The lengthy ‘Mardayin at Dilebang’ series of works reveals an intense interleaving of water hole, Ngalyod and the remains of Ancestors traditionally buried there. The power of the place where no non-member of the Duwa moiety should ever go lest great rains should cause floods, is readily apparent. And the art, full of bones and skeletal heads, has an obvious language of terror until 2004, when Mawurndjul achieves the same effect in an abstraction involving a generic Mardayin abstraction with the addition of five white elongated shapes “ not obviously bones – floating malevolently.
Could you imagine that black lines wandering across the sparkling, rarrked waters of his billabongs are the vines that have fascinating powers attributed to them to direct the water-flow? Why is an oddball palm-tree painting to be found in these ceremonial halls? Well, it seems that this Corypha elata or Karlwirri (everything has its Kuninjku name and explanation) not only has its culinary delights but is a constant reminder of the Old People who learnt how to abstract its fruits’ benefits.
And who’d have thought that the humble quoll would debate the moon about the consequences of death??? For the quoll it was terminal; for the moon, the dead naturally rise again as it does. So, a moon-shaped hole in a rock becomes the obvious place to deposit the bones of the dead just as the moon itself renews itself each month.
Delight after delight. Challenge after challenge. Though I have to say that Mawurndjul’s take on the numinous is much more effective than his attempts at animal imagery. His inanimate ‘Thylacine’ (1995) really does seem to reflect its extinction. Not a patch on his Western Arnhem neighbour, the late Lofty Bardayal.

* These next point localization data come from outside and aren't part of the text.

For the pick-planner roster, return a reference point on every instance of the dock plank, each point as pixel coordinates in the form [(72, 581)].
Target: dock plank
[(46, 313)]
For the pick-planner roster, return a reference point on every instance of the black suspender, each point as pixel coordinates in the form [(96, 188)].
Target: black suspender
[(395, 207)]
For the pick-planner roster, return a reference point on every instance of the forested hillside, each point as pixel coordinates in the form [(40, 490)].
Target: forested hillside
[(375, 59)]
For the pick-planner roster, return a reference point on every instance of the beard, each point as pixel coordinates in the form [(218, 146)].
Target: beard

Meanwhile, Mawurndjul’s etchings benefit hugely from his mastery of abstraction. Forget the turtle or roo. Somehow he gets the blue glow of the dangarrk lights in waterholes at Mardayin sites – the spirit essence of the ceremony “ even in a few black and white lines! Nowhere more so, oddly, than in an etching the leaps off the wall in a concurrent selling exhibition at his regular dealer, Annandale Galleries in Sydney. Perhaps this has something to do with the benefits he received from his 10 year association with Art Director Apolline Kohen “ who not only took Johnny to Europe but brought her print-making father, Jean, to Maningrida to work with the artists there.
So much good work has gone into this solo show that it seems carping to complain. But a room that offers some context to John Mawurndjul’s career contains only the paintings of his elder brother and mentor Jimmy Njiminjuma and weavings by his parents. Perhaps a bigger picture could have been achieved with the addition of works by artistic forebears such as Yirawala and Midjawmidjaw, whom he studied, and in particular, by his uncle Peter Marralwanga who really taught Johnny to paint.
For I have to say that, having seen a lot of John Mawurndjul’s work as it arrived in galleries or in shows such the London ‘Rarrk‘, Tarrawarra’s ‘Earth and Sky’, and the Drill Hall’s significant ‘Mumeka to Milmilnkan’ – the two outstations that have been so essential to his life and work, despite the best efforts of governments to close them down “ there was a fear that an accumulation of 100-odd barks would reveal similarities more than variety. Not true at all. How Balang retains a visual memory of his multiple insights into the Mardayin ceremony and sites so that each new work emerges freshly minted is surely proof of his mastery of the bark and lorrkon artforms.